Support of our hypothesis that the balance of scavenging enzymes is critical in an age-dependent manner is documented in a study of immature rat OLs found to be more sensitive to H2O2 than mature rat OLs. The mature OLs were able to degrade H2O2 faster than developing OLs, and this increased degradation was likely secondary to the 2- to 3-fold increase in GPx expression and activity observed in these cells. Inhibition of GPx by mercaptosuccinate made the mature OLs vulnerable to H2O2 (25). Additional support is provided by the finding that immature transgenic mice that overexpress GPx have less injury after HI than wild-type littermates (24). Also, neurons cultured from mice that overexpress GPx, when exposed to H2O2, are resistant to injury (26).

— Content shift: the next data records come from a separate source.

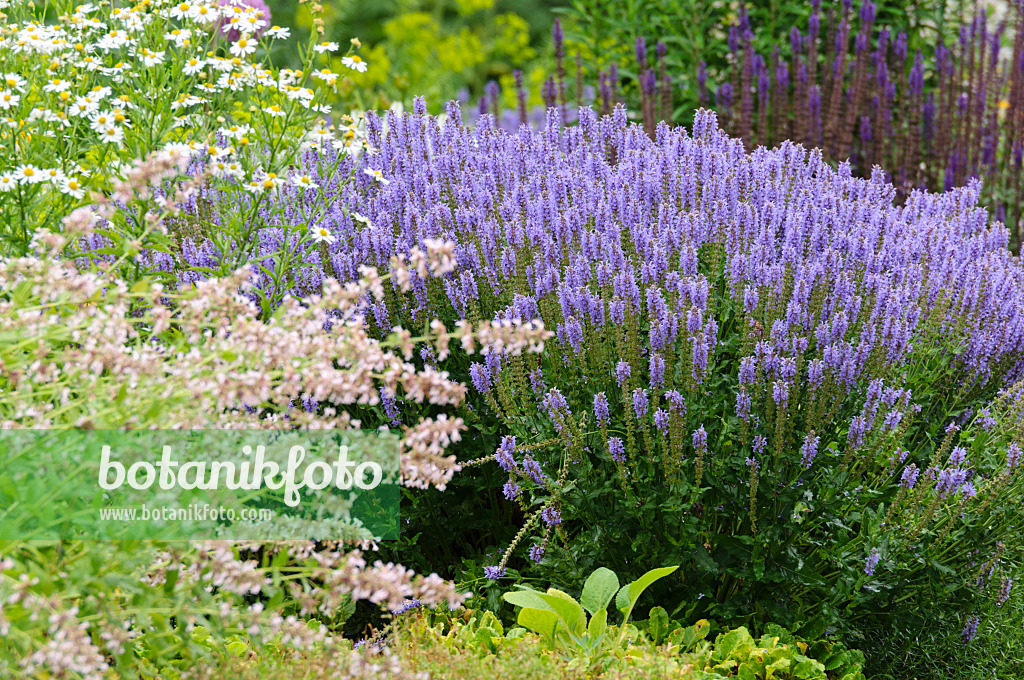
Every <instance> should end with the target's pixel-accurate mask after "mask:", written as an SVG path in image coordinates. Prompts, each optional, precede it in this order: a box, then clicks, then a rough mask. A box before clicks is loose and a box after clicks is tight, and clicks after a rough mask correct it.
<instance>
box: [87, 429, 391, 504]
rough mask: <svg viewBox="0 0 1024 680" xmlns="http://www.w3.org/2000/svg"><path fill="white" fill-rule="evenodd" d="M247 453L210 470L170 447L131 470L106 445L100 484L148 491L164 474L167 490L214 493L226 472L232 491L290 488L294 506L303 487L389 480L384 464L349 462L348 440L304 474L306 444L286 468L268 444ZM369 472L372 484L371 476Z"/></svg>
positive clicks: (370, 477)
mask: <svg viewBox="0 0 1024 680" xmlns="http://www.w3.org/2000/svg"><path fill="white" fill-rule="evenodd" d="M242 454H243V456H246V457H249V456H252V458H253V460H252V462H251V463H250V461H248V460H247V461H245V462H243V463H241V464H239V465H236V463H233V462H231V461H212V462H210V463H209V469H208V468H207V466H208V463H207V461H188V462H186V463H183V464H182V463H180V462H179V461H176V460H174V458H173V453H172V448H171V447H169V445H164V448H163V452H162V455H161V458H160V460H159V461H158V462H157V463H151V462H148V461H135V462H134V463H132V464H131V465H130V467H128V468H127V469H126V468H125V466H124V464H123V463H120V462H118V461H117V460H112V458H111V447H110V444H103V448H102V450H101V452H100V460H99V487H100V488H103V490H105V491H114V490H116V488H119V487H120V486H121V485H122V484H123V483H125V481H127V482H128V485H129V486H131V487H132V488H134V490H136V491H144V490H147V488H150V487H152V486H153V484H154V482H155V481H156V480H157V478H158V476H159V479H160V480H159V482H158V483H159V486H160V488H162V490H165V491H169V490H173V488H175V487H177V488H181V490H186V491H191V490H196V488H201V490H204V491H212V490H216V488H220V487H221V486H220V480H221V473H223V478H224V488H229V490H232V491H237V490H240V488H242V490H247V491H254V490H258V488H261V487H264V486H265V487H266V488H270V490H279V488H282V487H284V490H285V504H286V505H288V506H289V507H293V508H294V507H296V506H298V505H299V503H300V502H301V499H300V495H299V492H300V491H302V490H303V488H309V490H313V491H321V490H324V488H327V487H328V486H331V485H332V484H333V485H334V486H335V487H336V488H338V490H350V488H353V487H356V488H361V490H365V491H369V490H371V488H376V487H377V486H378V485H380V483H381V481H382V480H383V478H384V470H383V469H382V468H381V466H380V464H379V463H375V462H373V461H364V462H361V463H358V464H356V462H355V461H349V460H348V447H347V445H345V444H341V445H340V447H339V448H338V457H337V458H336V459H335V460H334V462H333V463H329V462H327V461H312V462H310V463H309V464H308V465H307V466H305V468H303V470H302V472H301V473H299V466H300V465H302V462H303V461H304V460H305V458H306V450H305V448H304V447H302V445H301V444H296V445H294V447H291V448H290V449H289V452H288V463H287V465H285V467H284V469H282V466H281V465H279V464H278V463H275V462H273V461H268V460H266V448H265V447H263V445H257V447H256V449H255V454H254V453H253V448H252V447H249V445H246V447H243V448H242ZM158 468H159V469H160V472H159V473H158V472H157V469H158ZM112 473H113V477H114V478H113V480H112V479H111V475H112ZM368 473H369V474H370V481H369V482H368V481H367V480H366V476H367V474H368Z"/></svg>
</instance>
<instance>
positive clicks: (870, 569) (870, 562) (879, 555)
mask: <svg viewBox="0 0 1024 680" xmlns="http://www.w3.org/2000/svg"><path fill="white" fill-rule="evenodd" d="M881 559H882V555H880V554H879V549H878V548H871V552H870V553H868V555H867V559H866V560H864V573H866V575H867V576H869V577H871V576H874V567H877V566H878V565H879V561H880V560H881Z"/></svg>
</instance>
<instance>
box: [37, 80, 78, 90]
mask: <svg viewBox="0 0 1024 680" xmlns="http://www.w3.org/2000/svg"><path fill="white" fill-rule="evenodd" d="M69 87H71V83H69V82H68V81H67V80H63V79H61V78H52V79H51V80H50V81H49V82H48V83H46V85H44V86H43V91H44V92H63V91H65V90H67V89H68V88H69Z"/></svg>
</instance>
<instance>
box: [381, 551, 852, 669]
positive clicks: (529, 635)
mask: <svg viewBox="0 0 1024 680" xmlns="http://www.w3.org/2000/svg"><path fill="white" fill-rule="evenodd" d="M669 568H672V567H669ZM612 580H614V585H615V587H617V579H615V577H614V575H613V573H612V572H611V571H610V570H608V569H598V570H596V571H595V572H594V573H593V575H591V577H590V578H589V579H588V582H587V584H588V585H587V586H586V587H585V589H584V594H583V595H582V596H581V598H580V599H581V603H577V602H575V600H573V599H572V598H571V597H569V596H568V595H566V594H565V593H562V592H560V591H554V590H549V591H548V593H539V592H538V591H530V590H520V591H517V592H512V593H508V594H507V595H509V596H512V597H509V598H507V599H509V601H510V602H513V603H515V604H518V603H520V602H521V603H522V606H523V608H522V609H521V610H520V612H519V622H518V623H519V625H520V627H517V628H512V629H511V630H508V631H506V629H505V627H503V626H502V624H501V622H500V621H499V620H498V618H497V617H495V614H493V613H492V612H489V611H479V610H476V611H466V612H465V613H464V614H463V615H461V617H459V615H453V614H445V613H443V612H436V613H424V614H423V618H422V619H421V620H419V621H415V622H413V623H411V624H408V625H399V627H398V634H397V637H398V639H399V640H400V641H401V644H400V645H399V646H402V645H403V643H406V642H407V641H408V640H410V637H411V634H412V635H413V636H415V637H416V638H417V639H418V642H419V643H420V644H423V643H424V642H428V641H429V639H430V638H429V636H428V635H427V633H428V631H432V632H434V633H435V635H436V637H435V640H436V644H439V645H440V646H443V647H444V648H446V649H449V650H451V651H452V652H460V651H461V652H463V653H466V652H469V653H470V654H471V655H475V656H477V657H487V656H492V655H495V654H497V655H499V656H502V657H508V656H509V655H512V654H515V653H517V651H520V650H522V649H525V648H529V646H530V645H535V644H538V643H539V644H540V645H542V649H540V650H538V651H540V652H541V653H542V654H543V653H544V652H545V651H552V652H555V655H556V657H560V658H564V660H567V661H569V668H588V669H590V670H592V671H594V670H597V669H603V670H606V671H607V670H611V669H614V668H616V667H617V665H618V664H622V663H624V662H630V661H637V660H640V658H645V657H649V656H650V655H652V654H651V650H652V649H654V650H657V651H659V652H662V653H665V654H667V655H668V656H669V657H670V658H673V660H677V661H678V663H679V665H680V668H681V669H688V673H686V674H685V675H684V677H687V678H694V679H699V680H714V679H716V678H740V679H743V680H772V679H774V680H865V676H864V674H863V663H864V656H863V654H862V653H861V652H859V651H856V650H850V649H847V648H846V647H845V646H844V645H843V644H842V643H839V642H836V641H830V640H815V641H812V642H807V641H804V640H802V639H799V638H798V637H797V636H795V635H794V634H793V633H791V632H790V631H787V630H785V629H784V628H782V627H780V626H777V625H775V624H770V625H768V626H767V627H766V629H765V634H764V635H762V636H761V637H760V638H755V637H753V636H752V635H751V633H750V631H749V630H748V629H746V628H742V627H740V628H737V629H733V630H727V631H723V632H722V633H721V634H719V635H717V636H716V637H715V639H714V640H709V639H708V636H709V634H710V632H711V630H712V626H711V624H710V623H709V622H708V621H706V620H701V621H699V622H697V623H696V624H694V625H692V626H683V624H682V623H680V622H679V621H674V620H670V619H669V617H668V613H667V612H666V610H665V609H664V608H662V607H654V608H653V609H651V614H650V619H648V620H645V621H637V622H634V624H635V625H634V624H626V625H624V626H623V627H622V628H621V630H623V631H628V632H629V643H628V644H626V645H625V646H618V647H606V648H604V649H603V650H602V653H600V654H598V653H594V651H593V650H592V649H588V648H586V647H585V646H582V645H580V644H578V643H573V642H572V640H573V636H574V633H573V629H574V630H575V633H578V634H579V640H578V642H582V641H584V640H585V636H587V635H589V634H592V629H593V628H594V626H595V623H594V622H595V621H598V622H600V623H599V624H598V626H600V625H603V624H604V621H605V620H604V617H602V614H604V613H606V609H604V608H597V609H596V613H595V612H593V611H590V609H587V611H588V612H589V613H591V620H590V624H589V625H586V626H585V624H586V615H585V614H584V609H585V605H583V604H582V603H584V602H586V603H589V604H590V605H593V606H595V607H599V606H600V603H601V602H605V606H606V604H607V603H608V602H610V601H611V592H612V589H611V588H610V586H611V585H612ZM631 585H638V584H631ZM627 589H629V586H626V587H625V588H624V589H621V590H620V591H616V592H623V591H625V592H630V591H629V590H627ZM545 595H546V596H547V597H544V596H545ZM531 605H537V606H536V607H535V606H531ZM541 606H547V607H549V608H547V609H542V608H538V607H541ZM524 614H525V615H524ZM624 624H625V622H624ZM524 628H528V629H529V630H530V631H531V633H526V631H525V630H524ZM536 653H537V651H535V654H536Z"/></svg>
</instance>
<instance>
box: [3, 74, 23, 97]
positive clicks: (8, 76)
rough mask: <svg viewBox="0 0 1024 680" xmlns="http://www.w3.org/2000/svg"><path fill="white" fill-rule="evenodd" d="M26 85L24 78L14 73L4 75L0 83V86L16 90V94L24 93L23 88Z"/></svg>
mask: <svg viewBox="0 0 1024 680" xmlns="http://www.w3.org/2000/svg"><path fill="white" fill-rule="evenodd" d="M27 84H28V81H26V80H25V78H22V76H20V75H18V74H16V73H6V74H4V76H3V82H2V83H0V85H3V86H4V87H8V88H10V89H12V90H17V91H18V92H25V86H26V85H27Z"/></svg>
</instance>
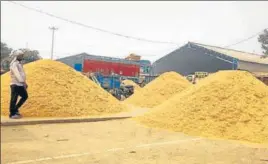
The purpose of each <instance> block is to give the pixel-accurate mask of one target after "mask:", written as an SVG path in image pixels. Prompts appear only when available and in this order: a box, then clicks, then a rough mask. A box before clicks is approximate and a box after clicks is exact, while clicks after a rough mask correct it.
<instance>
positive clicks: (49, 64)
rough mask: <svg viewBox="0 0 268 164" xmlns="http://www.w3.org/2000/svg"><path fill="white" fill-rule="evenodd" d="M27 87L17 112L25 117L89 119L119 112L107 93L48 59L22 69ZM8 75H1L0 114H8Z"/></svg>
mask: <svg viewBox="0 0 268 164" xmlns="http://www.w3.org/2000/svg"><path fill="white" fill-rule="evenodd" d="M24 69H25V72H26V76H27V83H28V85H29V88H28V94H29V98H28V100H27V102H26V103H25V104H24V105H23V106H22V108H21V109H20V111H21V113H22V115H23V116H26V117H72V116H91V115H102V114H109V113H116V112H121V111H123V106H121V104H119V102H118V101H117V100H116V99H115V98H114V97H112V96H111V95H110V94H109V93H108V92H106V91H105V90H103V89H102V88H101V87H99V86H98V85H96V84H95V83H94V82H92V81H91V80H89V79H88V78H86V77H85V76H83V75H81V74H80V73H79V72H76V71H75V70H73V68H71V67H69V66H67V65H65V64H63V63H60V62H57V61H52V60H39V61H36V62H33V63H30V64H27V65H25V66H24ZM9 85H10V74H9V73H6V74H4V75H2V76H1V114H3V115H8V114H9V113H8V111H9V101H10V87H9Z"/></svg>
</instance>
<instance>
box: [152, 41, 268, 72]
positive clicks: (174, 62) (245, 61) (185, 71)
mask: <svg viewBox="0 0 268 164" xmlns="http://www.w3.org/2000/svg"><path fill="white" fill-rule="evenodd" d="M236 69H242V70H248V71H250V72H268V58H266V59H264V58H261V57H260V55H256V54H252V53H247V52H241V51H237V50H231V49H226V48H221V47H216V46H209V45H204V44H199V43H193V42H189V43H187V44H186V45H184V46H182V47H181V48H179V49H176V50H175V51H173V52H171V53H169V54H168V55H166V56H164V57H162V58H160V59H158V60H157V61H155V62H154V63H153V69H152V74H153V75H156V74H161V73H163V72H167V71H175V72H178V73H180V74H182V75H188V74H192V73H194V72H198V71H202V72H209V73H213V72H217V71H219V70H236Z"/></svg>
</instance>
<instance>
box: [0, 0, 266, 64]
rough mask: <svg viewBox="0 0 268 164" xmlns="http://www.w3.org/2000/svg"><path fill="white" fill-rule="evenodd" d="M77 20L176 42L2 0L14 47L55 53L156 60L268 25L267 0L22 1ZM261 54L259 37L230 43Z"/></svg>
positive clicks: (8, 29)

In conclusion, this study shows that given a similar degree of initial injury, the neonatal mouse brain accumulates more H2O2 than the adult mouse brain in regions of damage. It is currently unclear whether this increased accumulation of H2O2 is responsible for injury propagation or whether H2O2 is the critical mediator of downstream signaling determining whether the brain is capable of repair or is destined for further cell death. Further studies on the neuromodulatory role of H2O2 are needed to fully understand its role in hypoxic-ischemic brain injury.